Observation : méthode d’enquête par laquelle le chercheur observe directement, par sa présence sur le « terrain », les phénomènes sociaux qu’il cherche à étudier. Dans une enquête par observation, le chercheur alterne des « séances d’observation » (moments où il est effectivement sur le « terrain ») et des moments de réflexion et d’écriture sur ce qu’il a observé.

Plan des lieux : Dès ses premières séances d’observation, l’enquêteur dessine sur son journal de terrain un plan des lieux. Cette démarche est utile car elle contraint à saisir le terrain dans toutes ses ramifications, pour ensuite, éventuellement, mener une étude plus ciblée sur un aspect du terrain. Le plan des lieux sert également à situer les personnes et les objets dans l’espace ; c’est un support indispensable de restitution des observations.

Point de vue de l’observateur : manière dont l’observateur va se situer, dans l’espace, pour collecter les données correspondant à sa grille d’observation.

Prise de note : pour consigner ce qu’il observe, le chercheur pourra, si le terrain et si son statut d’observateur le lui permettent, prendre des notes pendant la séance d’observation (cf encadré de la fiche technique n°4).

Restitution : La phase de restitution correspond à la phase de l’enquête dans laquelle le chercheur va proposer une synthèse de ses données et de ses analyses, sous forme de compte-rendu (travail universitaire, article, rapport, ouvrage), pour diffusion à la communauté scientifique et/ou aux acteurs de son terrain (dans ce cas, les modalités de restitutions pourront être adaptées, notamment afin de veiller à ne pas nuire ou blesser les personnes concernées).

Séance d’observation : moment pendant lequel le chercheur va sur son terrain.
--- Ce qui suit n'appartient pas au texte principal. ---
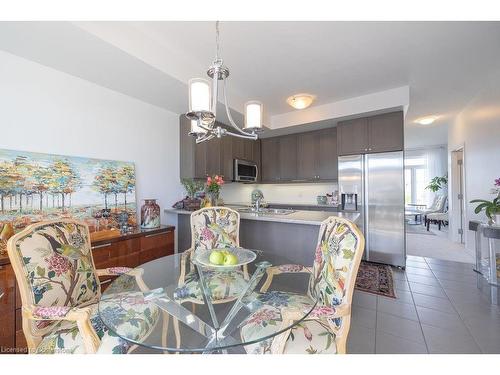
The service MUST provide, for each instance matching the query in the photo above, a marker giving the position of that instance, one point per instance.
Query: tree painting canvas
(36, 187)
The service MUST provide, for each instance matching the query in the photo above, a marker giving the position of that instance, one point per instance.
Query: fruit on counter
(230, 260)
(223, 257)
(216, 257)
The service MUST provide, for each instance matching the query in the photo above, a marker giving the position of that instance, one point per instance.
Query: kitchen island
(292, 235)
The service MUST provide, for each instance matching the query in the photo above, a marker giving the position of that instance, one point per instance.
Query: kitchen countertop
(297, 217)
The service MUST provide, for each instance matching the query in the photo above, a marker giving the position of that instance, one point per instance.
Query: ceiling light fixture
(300, 101)
(203, 105)
(426, 120)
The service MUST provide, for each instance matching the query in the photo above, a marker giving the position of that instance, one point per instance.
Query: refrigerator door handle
(366, 203)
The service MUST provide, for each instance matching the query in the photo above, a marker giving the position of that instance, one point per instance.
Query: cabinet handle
(155, 234)
(99, 246)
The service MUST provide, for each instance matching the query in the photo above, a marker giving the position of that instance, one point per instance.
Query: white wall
(44, 110)
(277, 193)
(477, 128)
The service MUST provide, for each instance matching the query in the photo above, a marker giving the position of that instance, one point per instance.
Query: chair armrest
(289, 315)
(319, 312)
(284, 268)
(184, 256)
(79, 315)
(117, 271)
(113, 271)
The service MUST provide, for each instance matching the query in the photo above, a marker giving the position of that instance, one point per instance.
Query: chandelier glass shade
(203, 99)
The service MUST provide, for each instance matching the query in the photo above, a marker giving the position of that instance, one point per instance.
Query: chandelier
(203, 105)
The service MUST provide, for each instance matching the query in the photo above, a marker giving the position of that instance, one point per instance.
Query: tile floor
(439, 309)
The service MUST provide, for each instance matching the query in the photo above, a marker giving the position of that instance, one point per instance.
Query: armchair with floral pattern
(211, 228)
(60, 289)
(331, 284)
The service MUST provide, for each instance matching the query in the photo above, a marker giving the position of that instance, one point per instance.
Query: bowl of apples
(225, 258)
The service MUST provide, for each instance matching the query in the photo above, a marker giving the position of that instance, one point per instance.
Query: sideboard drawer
(7, 307)
(151, 241)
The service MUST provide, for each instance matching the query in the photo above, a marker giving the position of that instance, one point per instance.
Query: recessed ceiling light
(300, 101)
(426, 120)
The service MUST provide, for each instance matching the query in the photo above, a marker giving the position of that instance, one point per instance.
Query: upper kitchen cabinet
(327, 154)
(270, 159)
(317, 155)
(288, 157)
(214, 156)
(381, 133)
(198, 160)
(352, 137)
(385, 132)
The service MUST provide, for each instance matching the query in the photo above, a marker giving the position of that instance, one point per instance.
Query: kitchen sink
(266, 211)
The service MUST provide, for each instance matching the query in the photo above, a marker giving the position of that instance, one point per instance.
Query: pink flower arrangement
(263, 315)
(322, 311)
(206, 234)
(42, 312)
(214, 184)
(58, 264)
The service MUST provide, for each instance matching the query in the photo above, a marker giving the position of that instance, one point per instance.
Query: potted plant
(491, 208)
(437, 183)
(212, 187)
(192, 187)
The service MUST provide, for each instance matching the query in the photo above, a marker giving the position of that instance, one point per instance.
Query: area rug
(375, 278)
(418, 229)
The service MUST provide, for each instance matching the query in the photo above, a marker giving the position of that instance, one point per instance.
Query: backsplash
(278, 193)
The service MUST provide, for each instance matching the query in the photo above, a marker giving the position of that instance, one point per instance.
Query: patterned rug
(419, 229)
(375, 278)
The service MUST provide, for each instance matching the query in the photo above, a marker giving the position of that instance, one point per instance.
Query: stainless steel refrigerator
(373, 186)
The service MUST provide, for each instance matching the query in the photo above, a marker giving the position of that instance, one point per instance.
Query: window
(415, 183)
(421, 165)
Une enquête par observation est composée de plusieurs séances d’observation, dont la temporalité est organisée en fonction de la grille d’observation (après quelques séances qui peuvent être qualifiées de séances « exploratoires », où l’enquêteur observe « tous azimuts »). Une séance d’observation est toujours suivie d’un travail d’écriture sur le journal de terrain : consignation des données collectées, analyse méthodologique, pistes d’analyse sociologique.
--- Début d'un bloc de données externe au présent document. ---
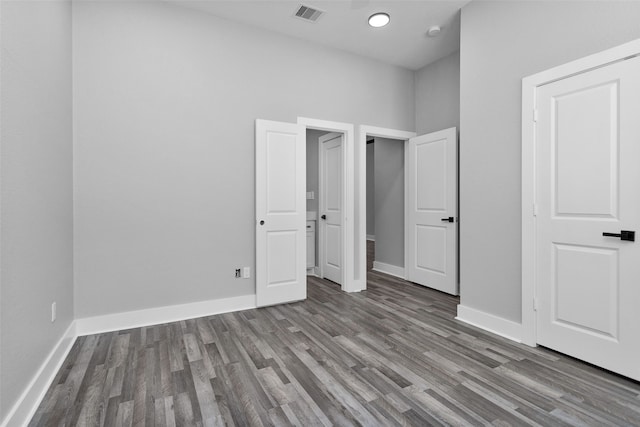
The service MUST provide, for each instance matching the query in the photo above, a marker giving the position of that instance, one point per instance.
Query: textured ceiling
(344, 25)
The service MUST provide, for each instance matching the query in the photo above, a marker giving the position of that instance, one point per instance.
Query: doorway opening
(330, 201)
(430, 209)
(385, 208)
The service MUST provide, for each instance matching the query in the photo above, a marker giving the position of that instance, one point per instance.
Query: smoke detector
(434, 31)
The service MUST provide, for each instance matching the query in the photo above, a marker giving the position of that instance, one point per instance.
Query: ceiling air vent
(308, 13)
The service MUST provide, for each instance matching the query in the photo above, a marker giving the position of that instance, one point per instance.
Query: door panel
(587, 173)
(331, 230)
(431, 258)
(280, 213)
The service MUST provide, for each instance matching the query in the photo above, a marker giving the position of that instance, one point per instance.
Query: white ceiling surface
(344, 25)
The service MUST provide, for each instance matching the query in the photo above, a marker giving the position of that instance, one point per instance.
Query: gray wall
(371, 212)
(438, 95)
(36, 223)
(389, 201)
(312, 167)
(502, 42)
(165, 100)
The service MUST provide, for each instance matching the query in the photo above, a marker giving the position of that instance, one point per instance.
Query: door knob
(627, 235)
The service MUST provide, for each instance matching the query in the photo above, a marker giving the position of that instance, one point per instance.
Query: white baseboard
(389, 269)
(27, 404)
(159, 315)
(494, 324)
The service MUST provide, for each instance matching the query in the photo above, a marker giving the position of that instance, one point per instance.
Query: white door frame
(349, 284)
(320, 225)
(363, 132)
(530, 85)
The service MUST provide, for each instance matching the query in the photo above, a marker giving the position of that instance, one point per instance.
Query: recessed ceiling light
(379, 19)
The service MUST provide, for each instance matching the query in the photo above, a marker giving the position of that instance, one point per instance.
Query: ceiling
(403, 42)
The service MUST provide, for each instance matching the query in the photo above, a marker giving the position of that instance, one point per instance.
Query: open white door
(280, 213)
(330, 222)
(587, 176)
(431, 258)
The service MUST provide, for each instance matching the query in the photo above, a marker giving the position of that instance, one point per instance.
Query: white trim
(363, 132)
(28, 402)
(349, 284)
(530, 85)
(494, 324)
(160, 315)
(392, 270)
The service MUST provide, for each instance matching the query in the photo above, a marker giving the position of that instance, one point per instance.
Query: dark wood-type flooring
(392, 355)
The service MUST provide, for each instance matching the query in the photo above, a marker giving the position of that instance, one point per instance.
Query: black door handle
(629, 236)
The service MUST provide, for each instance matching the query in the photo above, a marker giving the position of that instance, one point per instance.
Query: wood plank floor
(393, 355)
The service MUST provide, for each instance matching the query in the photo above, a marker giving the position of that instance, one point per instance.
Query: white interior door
(588, 183)
(330, 205)
(432, 211)
(280, 213)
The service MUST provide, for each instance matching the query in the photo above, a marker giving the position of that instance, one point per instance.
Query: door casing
(349, 283)
(321, 224)
(530, 85)
(363, 132)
Statut de l’observateur : on désigne par statut de l’observateur la manière dont l’enquêteur se présente et se comporte sur le terrain, et/ou la manière dont il est perçu par les enquêtés (les deux ne coïncidant pas nécessairement). Deux éléments essentiels permettent de caractériser le statut d’un observateur sur un terrain particulier (cf fiche technique n°1):

  • Le choix d’une observation à découvert (on se présente en tant que sociologue faisant une étude sociologique) ou incognito (on ne révèle pas aux enquêtés le fait qu’on est en train de faire une étude sociologique sur ce terrain).
  • Le degré et les modalités de participation

 

Supports de restitution : on désigne par « supports de restitution » les différents dispositifs auxquels le chercheur peut avoir recours pour restituer les données issues du terrain. Les supports de restitution n’ont vocation à contenir que des données issues du terrain, et non des analyses du chercheur. Il est utile de concevoir les moyens de collecte des données en fonction de ces différents supports, afin de pouvoir les mobiliser efficacement à l’étape de restitution de la recherche. Exemples de supports de restitution : plan des lieux, cartes de déambulation, extraits de conversation entendues, description d’une interaction, photographies, fiches biographiques, lexique indigène, reproduction de documents issus du terrain (ex. le règlement intérieur d’une institution, les statuts d’une association, des coupures de presse…).

Terrain : « Mon terrain, c’est… » : Le terrain correspond alors à l’objet d’étude que se donne le chercheur, envisagé dans sa dimension strictement empirique (non problématisé).  « Faire du terrain », « être sur le terrain » : désigne les moments où le chercheur est en contact direct avec son objet d’étude (il est en train de faire une séance d’observation ou un entretien).

Transcription (ou retranscription) (d’un entretien) : traduction la plus fidèle et la plus détaillée possible, sous forme d’un document dactylographié, de la situation d’entretien. La transcription se fait à partir de l’enregistrement de l’entretien, des notes et des souvenir du sociologue. Cf fiche technique n°8.